Greetings to all !
((Due to a configuration error in our news-server, my original
posting did not make it to the outside world. Please excuse
the inconvenience if this is a re-posting for any of you.))
In our software, the client communicates with the server via
a SHM segment created by the server; the client just does a
'shmat' with address 0 (= let the system determine).
At a customer site, we now experienced some 'shmat' failures
with errno = EINVAL. They are intermittent and may occur at
peak load times, I cannot check the machine load from here.
Checking our code (which had no problems in that area for long time)
and the reference manual for 'shmat', we see no reason for that.
It just mentions 4 possible reasons for EINVAL:
1) The SHM_RDONLY and SHM_COPY flags are both set.
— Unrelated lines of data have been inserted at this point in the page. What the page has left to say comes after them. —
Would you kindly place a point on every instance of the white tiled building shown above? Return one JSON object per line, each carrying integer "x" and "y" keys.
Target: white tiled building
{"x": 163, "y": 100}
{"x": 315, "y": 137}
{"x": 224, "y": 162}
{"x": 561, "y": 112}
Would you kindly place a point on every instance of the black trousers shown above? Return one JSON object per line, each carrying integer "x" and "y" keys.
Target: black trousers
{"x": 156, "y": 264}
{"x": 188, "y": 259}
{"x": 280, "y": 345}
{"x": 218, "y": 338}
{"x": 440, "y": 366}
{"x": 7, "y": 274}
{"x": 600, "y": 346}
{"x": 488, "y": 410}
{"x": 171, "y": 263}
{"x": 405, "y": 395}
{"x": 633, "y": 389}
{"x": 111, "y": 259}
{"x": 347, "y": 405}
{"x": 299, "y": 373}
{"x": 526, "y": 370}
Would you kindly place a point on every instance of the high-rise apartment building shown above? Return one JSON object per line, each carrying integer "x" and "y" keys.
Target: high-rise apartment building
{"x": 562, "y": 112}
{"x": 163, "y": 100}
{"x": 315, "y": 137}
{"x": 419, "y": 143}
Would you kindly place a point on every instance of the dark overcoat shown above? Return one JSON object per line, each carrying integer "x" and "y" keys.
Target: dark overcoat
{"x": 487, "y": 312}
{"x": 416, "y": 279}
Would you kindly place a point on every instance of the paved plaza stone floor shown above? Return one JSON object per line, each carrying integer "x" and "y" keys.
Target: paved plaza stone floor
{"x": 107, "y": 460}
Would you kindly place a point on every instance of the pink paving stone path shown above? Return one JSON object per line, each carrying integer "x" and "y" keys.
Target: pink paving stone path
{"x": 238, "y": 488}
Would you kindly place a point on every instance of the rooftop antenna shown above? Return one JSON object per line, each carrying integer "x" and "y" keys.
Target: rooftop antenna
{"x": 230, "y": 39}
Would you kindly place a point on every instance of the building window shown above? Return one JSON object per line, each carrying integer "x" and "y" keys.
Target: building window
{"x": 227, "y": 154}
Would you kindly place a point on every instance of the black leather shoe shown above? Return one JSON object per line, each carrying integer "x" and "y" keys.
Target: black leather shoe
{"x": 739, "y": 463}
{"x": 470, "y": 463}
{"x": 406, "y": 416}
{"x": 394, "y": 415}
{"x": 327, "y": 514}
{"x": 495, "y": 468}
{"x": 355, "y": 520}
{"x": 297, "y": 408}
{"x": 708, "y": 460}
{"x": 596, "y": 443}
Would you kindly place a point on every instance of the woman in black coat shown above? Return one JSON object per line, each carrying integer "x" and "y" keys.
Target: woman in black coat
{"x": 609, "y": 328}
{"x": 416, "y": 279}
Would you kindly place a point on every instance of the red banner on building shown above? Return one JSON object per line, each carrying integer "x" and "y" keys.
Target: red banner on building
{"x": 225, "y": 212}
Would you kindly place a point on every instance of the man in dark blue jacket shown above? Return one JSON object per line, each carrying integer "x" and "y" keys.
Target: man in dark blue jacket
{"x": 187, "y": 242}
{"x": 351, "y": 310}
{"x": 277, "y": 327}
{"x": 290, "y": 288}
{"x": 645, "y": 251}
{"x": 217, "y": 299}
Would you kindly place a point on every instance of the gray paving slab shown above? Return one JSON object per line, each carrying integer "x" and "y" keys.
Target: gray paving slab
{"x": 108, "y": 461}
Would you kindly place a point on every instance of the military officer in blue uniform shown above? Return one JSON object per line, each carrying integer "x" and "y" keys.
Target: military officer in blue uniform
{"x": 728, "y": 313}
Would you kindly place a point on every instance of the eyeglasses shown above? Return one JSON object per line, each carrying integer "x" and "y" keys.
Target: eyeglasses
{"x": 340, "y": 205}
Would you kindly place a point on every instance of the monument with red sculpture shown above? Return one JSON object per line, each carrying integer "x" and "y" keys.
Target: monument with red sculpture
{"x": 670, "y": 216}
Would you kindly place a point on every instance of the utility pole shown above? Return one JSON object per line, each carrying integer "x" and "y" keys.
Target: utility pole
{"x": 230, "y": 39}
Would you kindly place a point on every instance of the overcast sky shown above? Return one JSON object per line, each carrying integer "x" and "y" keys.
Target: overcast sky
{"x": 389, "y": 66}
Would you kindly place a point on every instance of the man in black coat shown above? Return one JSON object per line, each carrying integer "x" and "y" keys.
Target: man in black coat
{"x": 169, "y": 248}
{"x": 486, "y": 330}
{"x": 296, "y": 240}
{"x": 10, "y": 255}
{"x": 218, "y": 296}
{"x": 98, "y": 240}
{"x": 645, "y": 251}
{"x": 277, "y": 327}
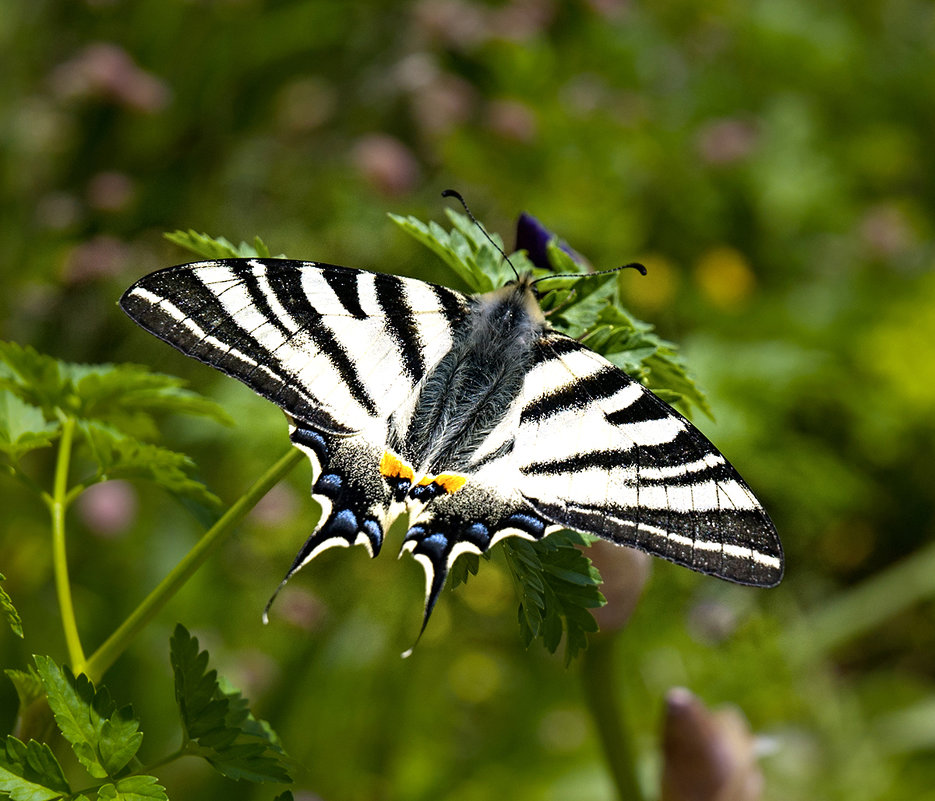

2) The SharedMemoryID parameter is not a valid shared memory identifier.
3) The SharedMemoryAddress parameter is not equal to 0, and ...
points outside the address space of the process.
4) The SharedMemoryAddress parameter is not equal to 0,
the SHM_RND flag is not set in the SharedMemoryFlag parameter,
and ... points to a location outside of ...
In this case, both the code and the error message written by it agree:
1) The flag parameter is 0 - none set.
2) The ID is valid, a call to 'shmctl ( id, IPC_STAT, ...)'
(immediately after the error) returns information as expected.
The segment was created at server start (hours or days ago).
3+4) The address passed is 0.
The site runs AIX 4.3.2.0 on a 4-way SMP machine.
Questions:
a) Are there any known problems with 'shmat' in general,
or with AIX 4.3.2.0, or on SMP machines ?
b) Is there any specific PTF or other SW upgrade they should
install ?
c) Is there any other known reason for 'shmat' to return EINVAL
than the four I quoted from the manual ?
It now appears that the segment in question has the "delete"
flag set (but still exists because it is still attached by
some processes) - is this a reason for the errno value "EINVAL" ?
d) If the "delete" is the reason - are there any known problems
or effects which would cause AIX or some component to
accidentally delete a SHM segment, or to apply the "delete"
to another segment than the intended one ?
Two cases we analyzed both had it happen to ID 16 - any clue ?
Thank you for all hints.
Regards, Joerg Bruehe
--
Joerg Bruehe, SQL Datenbanksysteme GmbH, Berlin, Germany
(speaking only for himself)